Re: stable? quality assurance?

From: Martin Steigerwald
Date: Sat Sep 04 2010 - 15:11:53 EST


Am Samstag 04 September 2010 schrieb Ted Ts'o:
> On Sat, Sep 04, 2010 at 06:38:59PM +0200, Martin Steigerwald wrote:
> > During bisecting [Bug 16376] random - possibly Radeon DRM KMS related
> > freezes, which goes very slowly due to having lots of unbootable
> > kernels
>
> > with an ext4 / readahead related backtrace during boot, I had an idea:
> So I'm not sure what you're referring to here. If there's an ext4
> bug, why haven't you reported it to the linux-ext4 list? I've done a
> Google search for "Steigerwald ext4 readahead" and I can't find any
> bug report related to kernel oops that are ext4/readahead-related.
>
> No one else has reported such a bug to me, and I run a complete set of
> regression tests before I push ext4 changes to Linus. So I'm not sure
> what you're seeing. But complaining about it in passing on an e-mail
> without sending a formal bug report to the linux-ext4 mailing list is
> not likely to solve your problem...

Stop! I think we are misunderstanding.

Its a bug I stumpled across the bisecting process. Neither 2.6.33 or
2.6.34 are affected, but some kernels in between. As such I didn't think
its worth reporting the bug.

I made a photo of part of the backtrace tough, so if you want I open a bug
report about it nonetheless. But I really think it has been fixed during
the 2.6.33 to 2.6.34 development cycle.

For now I just skipped affected kernels in the bisection process in the
hope that none is the first last good or first bad one regarding the freeze
bug. Since for now it has all been kernels of a usb merge that showed this
issue, I don't think the freeze bug is in there.

Its from:

# skip: [124d255382ddd37ffa920e9f5183efa54bbfe4f2] USB: pl2303: remove
unnecessary reset of usb_device in urbs

to

# skip: [c68bb0d738897ed39b90c7ccb22e01c938117051] USB: cxacru: document
how to interact with the flash memory

I did not test booting every single of those >100 revisions, but got fed
up with this after the fifth non booting kernel or so. I didn't get why git
bisect insisted on taking me back to this range of commits - even in the
middle of two skips! - instead of just readjusting the binary search so
that that range is met later in the process. Cause then it might have not
met again at all. In the end I skipped every commit in this USB merge
manually. The ext4 readahead thing must have been introduced before that
merge and fixed somewhere after that merge. But I didn't find the comment
that might have fixed it from a quick glance.
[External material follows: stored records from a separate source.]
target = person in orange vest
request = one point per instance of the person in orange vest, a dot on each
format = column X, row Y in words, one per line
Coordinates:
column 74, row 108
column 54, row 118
I do not even know whether its ext4 related at all, but ext4 and readahead
has been in that backtrace.

So I just wanted to show that I am seriously working on tracking down that
likely radeon kms related freeze bug and that its time-consuming for me
due to having lots of unbootable kernels. I got another one of these with
"Destination address too large" before even InitRD seems to have done
anything. I skipped this one commit as well, and now git bisect seems to
have taken me to a good one again, lets see. At least it didn't freeze
prior up to now and I better press send now ;-). But from my bet on where
the offending commit might be, this should be a good one. I am learning a
lot on how to bisect a kernel right now ;).

--
Martin 'Helios' Steigerwald - http://www.Lichtvoll.de
GPG: 03B0 0D6C 0040 0710 4AFA B82F 991B EAAC A599 84C7

Attachment: signature.asc
Description: This is a digitally signed message part.